Für viele Übende geht mit der Praxis auch eine Umstellung der Ernährung einher. Was hast du konkret verändert?
Ich habe immer wieder Detox-Diäten gemacht, zum Beispiel die Lemon Detox Diet. Das war schon hart, aber nach zehn Tagen ohne gesättigte Fettsäuren in der Nahrung erkennt man diese Fettsäuren recht schnell in seinem Essen. Man wird sich bewusst, was man da eigentlich isst. Vieles von dem, was ich früher gegessen habe, war eigentlich gar nicht das, was ich essen wollte. Seit ich Yoga mache, esse ich viel weniger, aber dafür viel besser.
Bist du jetzt eigentlich Vegetarier?
Nein, nein. Überhaupt nicht. Ich liebe Fleisch, ich liebe ein gutes Steak. So bin ich eben. Beziehungsweise bin ich noch nicht so weit, kein Fleisch mehr zu essen. Aber was die Qualität meiner Nahrung angeht, hat sich schon sehr viel verbessert. Ich weiß, dass viele Übende irgendwann aufhören, Fleisch zu essen. Aber ich bin ja quasi noch ein Yoga-Neuling und bisher konnte mich auch niemand davon überzeugen, dass es besser sei, kein Fleisch zu essen. Aber hey, lasst mir doch einfach ein bisschen Zeit dafür! (lacht) Wer weiß, was sich in Zukunft noch ergibt.

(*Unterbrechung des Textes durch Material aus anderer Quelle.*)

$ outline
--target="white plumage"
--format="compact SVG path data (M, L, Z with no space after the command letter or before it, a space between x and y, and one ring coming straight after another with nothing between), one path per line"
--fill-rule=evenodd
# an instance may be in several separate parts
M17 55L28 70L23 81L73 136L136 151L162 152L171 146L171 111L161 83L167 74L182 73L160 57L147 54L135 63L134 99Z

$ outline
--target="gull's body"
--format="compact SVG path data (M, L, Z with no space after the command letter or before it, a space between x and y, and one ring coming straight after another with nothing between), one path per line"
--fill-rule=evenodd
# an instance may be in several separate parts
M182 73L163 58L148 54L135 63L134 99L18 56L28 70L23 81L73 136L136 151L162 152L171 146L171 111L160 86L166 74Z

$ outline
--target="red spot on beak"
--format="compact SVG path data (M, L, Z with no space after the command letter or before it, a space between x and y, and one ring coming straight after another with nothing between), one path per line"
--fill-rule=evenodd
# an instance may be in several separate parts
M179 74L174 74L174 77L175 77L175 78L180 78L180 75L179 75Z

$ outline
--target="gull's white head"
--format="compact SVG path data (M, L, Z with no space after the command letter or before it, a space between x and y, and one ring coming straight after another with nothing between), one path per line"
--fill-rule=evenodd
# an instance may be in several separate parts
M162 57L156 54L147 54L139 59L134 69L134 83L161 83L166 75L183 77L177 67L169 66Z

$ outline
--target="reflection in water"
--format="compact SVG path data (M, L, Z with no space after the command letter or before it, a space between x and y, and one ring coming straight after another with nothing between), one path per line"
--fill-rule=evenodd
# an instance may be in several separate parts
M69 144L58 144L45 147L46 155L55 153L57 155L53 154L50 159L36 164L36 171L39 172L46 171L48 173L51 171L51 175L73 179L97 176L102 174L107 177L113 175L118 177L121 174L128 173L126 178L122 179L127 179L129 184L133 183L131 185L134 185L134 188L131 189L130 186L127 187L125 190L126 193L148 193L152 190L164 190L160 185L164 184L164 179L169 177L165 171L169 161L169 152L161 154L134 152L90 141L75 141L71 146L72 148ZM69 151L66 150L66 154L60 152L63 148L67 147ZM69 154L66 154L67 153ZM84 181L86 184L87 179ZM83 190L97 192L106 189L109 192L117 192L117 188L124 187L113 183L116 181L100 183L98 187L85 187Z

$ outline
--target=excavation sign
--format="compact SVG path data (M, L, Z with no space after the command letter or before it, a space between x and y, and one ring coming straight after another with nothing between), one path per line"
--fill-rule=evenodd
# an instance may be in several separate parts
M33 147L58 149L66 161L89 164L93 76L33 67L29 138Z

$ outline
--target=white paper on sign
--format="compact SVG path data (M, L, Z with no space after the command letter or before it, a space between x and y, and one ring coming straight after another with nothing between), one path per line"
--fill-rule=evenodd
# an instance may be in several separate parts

Übst du eigentlich alleine?
Ich übe nicht alleine. Ich bin in der Klasse, zusammen mit den anderen Soldaten. (lacht) Ich mag das. Mir geht es wirklich nicht darum, irgendwo auf dem Land bei einem Retreat Einzelstunden zu bekommen. Ich mag es, in einer Klasse zu üben. Ich mag den Aspekt der Disziplin, der damit einhergeht. Die anderen Leute gehen ja auch dorthin, um sich zu verändern, man hat also das gleiche Ziel. Ich will mich in dieser Hinsicht nicht isolieren. Ich war auch schon in Power-Yoga-Klassen und versuche manchmal daheim ein paar Haltungen, aber es geht nichts über eine Klasse mit den 26 Haltungen von Bikram. Vor allem mit den ganzen Hilfsmitteln wie Blöcken und Gurten kann ich nichts anfangen – ich mag es pur. Aber wer weiß, wie ich das nach fünf Jahren Yoga sehen werde? Gerade funktioniert es für mich so am besten, das hat sich bei mir festgesetzt.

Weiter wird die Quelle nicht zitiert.